Embora a Academia dos Guardas-Marinhas tenha trazido alguns instrumentos pertencentes ao Observatório da Marinha em Lisboa, na prática não foram instalados devido à precariedade das acomodações da Academia no Mosteiro de São Bento. Também previsto no regimento da Academia Militar não se tem notícia
da criação efetiva de um observatório para a Academia nas décadas iniciais do século XIX.
Esta situação pareceu que ia mudar com a criação do Observatório do Rio de Janeiro, através de um decreto legislativo com a chancela do imperador D. Pedro I, em 15 de outubro de 1827.
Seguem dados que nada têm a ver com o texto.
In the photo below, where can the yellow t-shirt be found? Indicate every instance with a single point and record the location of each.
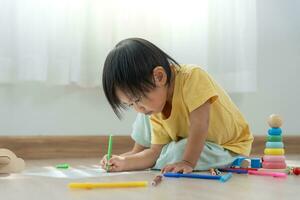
(193, 87)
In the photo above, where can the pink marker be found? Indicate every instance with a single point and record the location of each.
(265, 173)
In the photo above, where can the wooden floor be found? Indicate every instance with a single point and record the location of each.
(42, 181)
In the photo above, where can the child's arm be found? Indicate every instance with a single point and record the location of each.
(199, 122)
(142, 160)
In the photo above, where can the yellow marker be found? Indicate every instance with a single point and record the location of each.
(269, 151)
(108, 185)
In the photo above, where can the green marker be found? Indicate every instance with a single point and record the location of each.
(109, 151)
(62, 166)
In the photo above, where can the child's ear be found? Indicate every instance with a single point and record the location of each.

A proposta de criação do observatório astronômico no Rio de Janeiro – Observatório Central do Brasil - foi feita através de uma memória encaminhada ao Ministro de Negócios do Império, José Feliciano Fernandes Ribeiro, Visconde de São Leopoldo, pelo Lente da Imperial Academia Militar e Capitão do Imperial Corpo de Engenheiros, Candido Baptista de Oliveira.
Candido Baptista de Oliveira nasceu em Porto Alegre em 15 de fevereiro de 1801 e cursou o seminário S. José no Rio de Janeiro. Em 1820 seguiu para a Universidade de Coimbra onde fez o curso na Faculdade de Matemática, tendo obtido o grau de bacharel ao fim de quatro anos. Em 1825 deixa Portugal e vai para Paris aperfeiçoar-se, frequentando os cursos da Escola Politécnica com a permissão do governo francês (MACEDO, 1865). Em um destes cursos tornou-se aluno e amigo do grande astrônomo francês François Arago (1786-1853). Em 14 de janeiro de 1827 retorna ao Rio de Janeiro1, sendo nomeado imediatamente lente substituto da Academia Militar. Faleceu em 26 de maio de 1865 a bordo de um vapor nas costas da Bahia.
Certamente os exemplos do Observatório de Paris, da Escola Politécnica e a amizade com Arago influenciaram na preparação da memória propondo a criação do Observatório Central do Brasil, cujo texto já devia estar maturado e talvez discutido com Arago, de tal modo que o apresentou logo ao Ministro do Império que o enviou em 29 de maio à Câmara dos Deputados para apreciação2.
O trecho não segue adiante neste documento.